Research standards

How we research and label claims

A practical guide to what our evidence labels mean, how we separate published policy from candidate experience, and where uncertainty remains.

By the Game Assessment Prep research teamUpdated July 14, 2026How we research

Why claims carry confidence labels

Hiring processes vary by country, office, role, and recruiting cycle. An employer may describe the broad stages but omit the assessment vendor; a candidate may name the exact game but only for one application. We therefore label individual claims instead of assigning one confidence rating to an entire page. The employer guides show the label beside the claim and, when available, link the source used to support it.

What each label means

Official means the claim comes directly from an employer or assessment vendor, such as a careers page, candidate FAQ, product page, press release, or branded assessment portal. Official confirms what that source published; it does not automatically prove that every office or role uses the same process.

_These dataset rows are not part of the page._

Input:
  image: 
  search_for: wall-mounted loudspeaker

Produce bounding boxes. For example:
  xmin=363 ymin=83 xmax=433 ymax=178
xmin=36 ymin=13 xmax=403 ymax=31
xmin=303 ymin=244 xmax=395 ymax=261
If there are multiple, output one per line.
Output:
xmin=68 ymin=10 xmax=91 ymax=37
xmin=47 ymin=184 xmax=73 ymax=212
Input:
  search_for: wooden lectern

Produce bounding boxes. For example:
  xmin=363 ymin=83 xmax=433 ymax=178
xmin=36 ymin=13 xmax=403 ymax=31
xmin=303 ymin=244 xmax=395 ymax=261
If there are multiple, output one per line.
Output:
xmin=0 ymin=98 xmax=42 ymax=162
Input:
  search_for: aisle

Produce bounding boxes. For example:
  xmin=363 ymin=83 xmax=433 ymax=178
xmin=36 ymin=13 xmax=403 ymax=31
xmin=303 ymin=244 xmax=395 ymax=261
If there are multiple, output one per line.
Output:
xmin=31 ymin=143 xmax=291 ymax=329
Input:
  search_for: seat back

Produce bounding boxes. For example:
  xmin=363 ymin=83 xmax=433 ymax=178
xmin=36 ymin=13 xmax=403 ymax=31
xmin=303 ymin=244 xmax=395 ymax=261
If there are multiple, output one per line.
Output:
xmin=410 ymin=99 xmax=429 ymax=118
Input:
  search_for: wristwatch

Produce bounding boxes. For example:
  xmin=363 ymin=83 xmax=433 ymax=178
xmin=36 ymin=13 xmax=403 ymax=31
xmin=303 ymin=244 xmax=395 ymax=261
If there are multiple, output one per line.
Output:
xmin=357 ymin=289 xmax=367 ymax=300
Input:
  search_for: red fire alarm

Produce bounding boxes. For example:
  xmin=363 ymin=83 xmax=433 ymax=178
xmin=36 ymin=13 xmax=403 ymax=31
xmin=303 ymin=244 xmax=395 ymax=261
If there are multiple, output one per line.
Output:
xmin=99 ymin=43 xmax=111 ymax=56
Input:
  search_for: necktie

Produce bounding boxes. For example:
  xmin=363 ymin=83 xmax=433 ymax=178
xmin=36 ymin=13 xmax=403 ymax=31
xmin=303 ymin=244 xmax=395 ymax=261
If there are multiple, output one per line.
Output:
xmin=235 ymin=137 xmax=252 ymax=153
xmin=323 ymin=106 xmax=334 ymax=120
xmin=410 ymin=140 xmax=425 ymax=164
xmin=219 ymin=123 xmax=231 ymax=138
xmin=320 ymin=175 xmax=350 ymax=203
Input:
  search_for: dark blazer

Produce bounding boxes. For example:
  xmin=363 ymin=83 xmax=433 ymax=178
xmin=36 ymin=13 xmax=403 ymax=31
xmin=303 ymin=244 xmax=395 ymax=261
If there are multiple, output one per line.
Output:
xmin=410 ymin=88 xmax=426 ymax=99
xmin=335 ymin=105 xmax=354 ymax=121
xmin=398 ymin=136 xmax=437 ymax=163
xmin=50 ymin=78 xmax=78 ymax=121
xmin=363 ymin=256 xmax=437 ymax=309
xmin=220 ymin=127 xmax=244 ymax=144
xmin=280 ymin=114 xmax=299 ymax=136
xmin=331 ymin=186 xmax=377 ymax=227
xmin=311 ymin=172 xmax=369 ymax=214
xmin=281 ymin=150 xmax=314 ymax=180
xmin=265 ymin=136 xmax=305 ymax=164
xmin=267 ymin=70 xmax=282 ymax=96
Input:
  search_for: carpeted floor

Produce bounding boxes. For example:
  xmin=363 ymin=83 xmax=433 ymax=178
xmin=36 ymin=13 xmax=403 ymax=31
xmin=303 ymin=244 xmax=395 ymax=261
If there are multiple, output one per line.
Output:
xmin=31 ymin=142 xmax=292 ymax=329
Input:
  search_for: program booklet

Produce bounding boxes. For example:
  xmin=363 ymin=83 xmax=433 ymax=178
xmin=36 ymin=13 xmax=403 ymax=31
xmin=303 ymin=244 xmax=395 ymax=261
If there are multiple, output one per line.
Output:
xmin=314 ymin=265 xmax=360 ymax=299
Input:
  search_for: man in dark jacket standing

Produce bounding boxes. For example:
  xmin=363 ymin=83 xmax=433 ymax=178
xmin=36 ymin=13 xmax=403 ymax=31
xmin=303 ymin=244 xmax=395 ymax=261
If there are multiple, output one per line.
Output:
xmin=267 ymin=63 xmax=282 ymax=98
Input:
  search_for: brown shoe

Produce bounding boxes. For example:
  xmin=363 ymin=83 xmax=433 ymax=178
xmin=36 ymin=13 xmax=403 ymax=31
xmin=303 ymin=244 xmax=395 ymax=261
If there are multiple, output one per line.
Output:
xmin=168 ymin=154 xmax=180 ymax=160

Multiple sources means at least two independent reports support the same material point. We check whether apparently separate articles trace back to one original report before treating them as independent.

Single source means one identifiable source supports the claim. It may be useful for preparing for a possible format, but it is not presented as a guaranteed or company-wide rule.

Anecdotal means a candidate or forum report provides personal context rather than policy. These reports can reveal timing, questions, or regional variation, but dates and roles matter and individual recollections can be incomplete.

No evidence found means a documented research pass did not find support for a claim, pass mark, game name, or retake rule. It describes the search result, not proof that the thing has never happened. Where we derive a planning window from official dates rather than quote a published deadline, we use a separate estimate or inference label.

How a guide is reviewed

We start with current employer and vendor material, then compare it with dated candidate reports and other sources where the official material is silent. We record the role, region, recruiting cycle, publication or report date, and source URL when available. Employer pages distinguish current statements from historical case studies and preserve conflicting evidence instead of flattening it into one confident answer. Game reconstructions are described as independent practice tools; our scores and percentiles come from our own rules and practice pool, not a vendor’s private model or an employer’s hiring threshold.

Your invitation overrides every guide

The invitation in front of you is more current and specific than a general page, including ours. Follow its named platform, deadline, device requirements, accommodations process, and assessment instructions. If it conflicts with this site, follow the invitation and tell us what changed.

Corrections and updates

We update claims when an official page changes, stronger evidence appears, or a source can no longer support the wording. If you spot an error, a stale process, a broken source, or a label that overstates the evidence, use our contact page. Include the page, the claim, the role and region involved, the date, and a source or redacted invitation if you can share one safely. We review the evidence and correct the page rather than treating an individual report as universal policy.